C&R Tree, CHAID, QUEST, and C5.0 decision tree model nuggets

Decision tree model nuggets represent the tree structures for predicting a particular output field discovered by one of the decision tree modeling nodes (C&R Tree, CHAID, QUEST or C5.0). Tree models can be generated directly from the tree-building node, or indirectly from the interactive tree builder. See the topic The Interactive Tree Builder for more information.

In the model nugget, different options are available depending on the objective specified on the modeling node:

Scoring Tree Models

When you run a stream containing a tree model nugget, the specific result depends on the type of tree.

  • For classification trees (categorical target), two new fields, containing the predicted value and the confidence for each record, are added to the data. The prediction is based on the most frequent category for the terminal node to which the record is assigned; if a majority of respondents in a given node is yes, the prediction for all records assigned to that node is yes.
  • For regression trees, only predicted values are generated; confidences are not assigned.
  • Optionally, for CHAID, QUEST, and C&R Tree models, an additional field can be added that indicates the ID for the node to which each record is assigned.

The new field names are derived from the model name by adding prefixes. For C&R Tree, CHAID, and QUEST, the prefixes are $R- for the prediction field, $RC- for the confidence field, and $RI- for the node identifier field. For C5.0 trees, the prefixes are $C- for the prediction field and $CC- for the confidence field. If multiple tree model nodes are present, the new field names will include numbers in the prefix to distinguish them if necessary—for example, $R1- and $RC1-, and $R2-.

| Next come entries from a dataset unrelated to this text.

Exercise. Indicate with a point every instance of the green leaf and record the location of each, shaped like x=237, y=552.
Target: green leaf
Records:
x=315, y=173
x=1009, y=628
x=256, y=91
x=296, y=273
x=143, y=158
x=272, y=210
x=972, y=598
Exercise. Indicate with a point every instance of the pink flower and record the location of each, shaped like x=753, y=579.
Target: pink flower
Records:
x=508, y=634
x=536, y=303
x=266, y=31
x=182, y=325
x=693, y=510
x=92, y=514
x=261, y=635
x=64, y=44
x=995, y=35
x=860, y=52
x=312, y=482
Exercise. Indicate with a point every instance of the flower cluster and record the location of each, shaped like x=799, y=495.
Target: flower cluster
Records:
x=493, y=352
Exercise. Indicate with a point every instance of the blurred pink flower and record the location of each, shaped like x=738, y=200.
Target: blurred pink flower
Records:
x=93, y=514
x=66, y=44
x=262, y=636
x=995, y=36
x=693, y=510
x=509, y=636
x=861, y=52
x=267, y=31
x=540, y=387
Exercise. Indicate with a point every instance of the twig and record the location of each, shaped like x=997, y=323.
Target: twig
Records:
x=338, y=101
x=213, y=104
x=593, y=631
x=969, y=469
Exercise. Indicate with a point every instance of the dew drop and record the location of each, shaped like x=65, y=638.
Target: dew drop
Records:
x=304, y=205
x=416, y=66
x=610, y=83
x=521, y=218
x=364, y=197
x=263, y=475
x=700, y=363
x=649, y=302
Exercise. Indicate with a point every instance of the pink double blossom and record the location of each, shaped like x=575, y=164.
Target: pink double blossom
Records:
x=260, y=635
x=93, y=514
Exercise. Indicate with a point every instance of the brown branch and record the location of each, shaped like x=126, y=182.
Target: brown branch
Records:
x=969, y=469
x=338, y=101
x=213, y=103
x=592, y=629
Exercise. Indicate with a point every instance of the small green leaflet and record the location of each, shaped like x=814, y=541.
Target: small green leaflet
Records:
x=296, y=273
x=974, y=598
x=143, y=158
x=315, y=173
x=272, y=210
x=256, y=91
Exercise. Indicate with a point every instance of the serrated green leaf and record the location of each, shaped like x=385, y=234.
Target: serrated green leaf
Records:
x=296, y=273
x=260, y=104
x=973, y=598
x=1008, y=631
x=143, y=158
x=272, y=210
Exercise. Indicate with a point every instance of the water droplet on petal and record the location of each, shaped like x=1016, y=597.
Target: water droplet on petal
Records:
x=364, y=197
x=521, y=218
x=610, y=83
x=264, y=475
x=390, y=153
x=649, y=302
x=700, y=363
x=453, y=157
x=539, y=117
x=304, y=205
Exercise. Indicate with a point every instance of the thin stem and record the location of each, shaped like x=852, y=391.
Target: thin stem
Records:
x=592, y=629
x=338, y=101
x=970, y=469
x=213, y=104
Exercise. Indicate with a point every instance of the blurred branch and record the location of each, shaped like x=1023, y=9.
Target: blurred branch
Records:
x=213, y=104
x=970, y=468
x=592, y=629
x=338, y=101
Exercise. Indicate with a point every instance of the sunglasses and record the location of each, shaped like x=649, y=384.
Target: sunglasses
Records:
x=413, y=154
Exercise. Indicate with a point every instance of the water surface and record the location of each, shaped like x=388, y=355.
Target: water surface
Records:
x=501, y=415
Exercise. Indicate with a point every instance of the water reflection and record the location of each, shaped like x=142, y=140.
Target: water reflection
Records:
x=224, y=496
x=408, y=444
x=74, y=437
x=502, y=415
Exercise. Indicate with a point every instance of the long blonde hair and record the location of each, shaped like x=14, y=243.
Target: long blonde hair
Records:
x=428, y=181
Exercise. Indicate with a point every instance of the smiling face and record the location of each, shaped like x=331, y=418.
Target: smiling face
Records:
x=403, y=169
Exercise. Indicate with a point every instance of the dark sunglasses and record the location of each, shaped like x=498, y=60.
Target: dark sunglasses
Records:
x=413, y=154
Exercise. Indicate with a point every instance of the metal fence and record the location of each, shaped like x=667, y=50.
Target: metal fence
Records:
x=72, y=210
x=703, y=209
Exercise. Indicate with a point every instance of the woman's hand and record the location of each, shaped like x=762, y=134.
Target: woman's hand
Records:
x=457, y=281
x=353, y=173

Working with Tree Model Nuggets

You can save or export information related to the model in a number of ways.

Note: Many of these options are also available from the tree builder window.

From either the tree builder or a tree model nugget, you can:

  • Generate a Filter or Select node based on the current tree. See Generating Filter and Select Nodes for more information.
  • Generate a Rule Set nugget that represents the tree structure as a set of rules defining the terminal branches of the tree. See Generating a Rule Set from a Decision Tree for more information.
  • In addition, for tree model nuggets only, you can export the model in PMML format. See The models palette for more information. If the model includes any custom splits, this information is not preserved in the exported PMML. (The split is preserved, but the fact that it is custom rather than chosen by the algorithm is not.)
  • Generate a graph based on a selected part of the current tree. Note that this only works for a nugget when it is attached to other nodes in a stream. See Generating Graphs for more information.
  • For boosted C5.0 models only, you can choose Single Decision Tree (Canvas) or Single Decision Tree (GM Palette) to create a new single rule set derived from the currently selected rule. See the topic Boosted C5.0 Models for more information.
Note: Although the Build Rule node was replaced by the C&R Tree node, decision tree nodes in existing streams that were originally created using a Build Rule node will still function properly.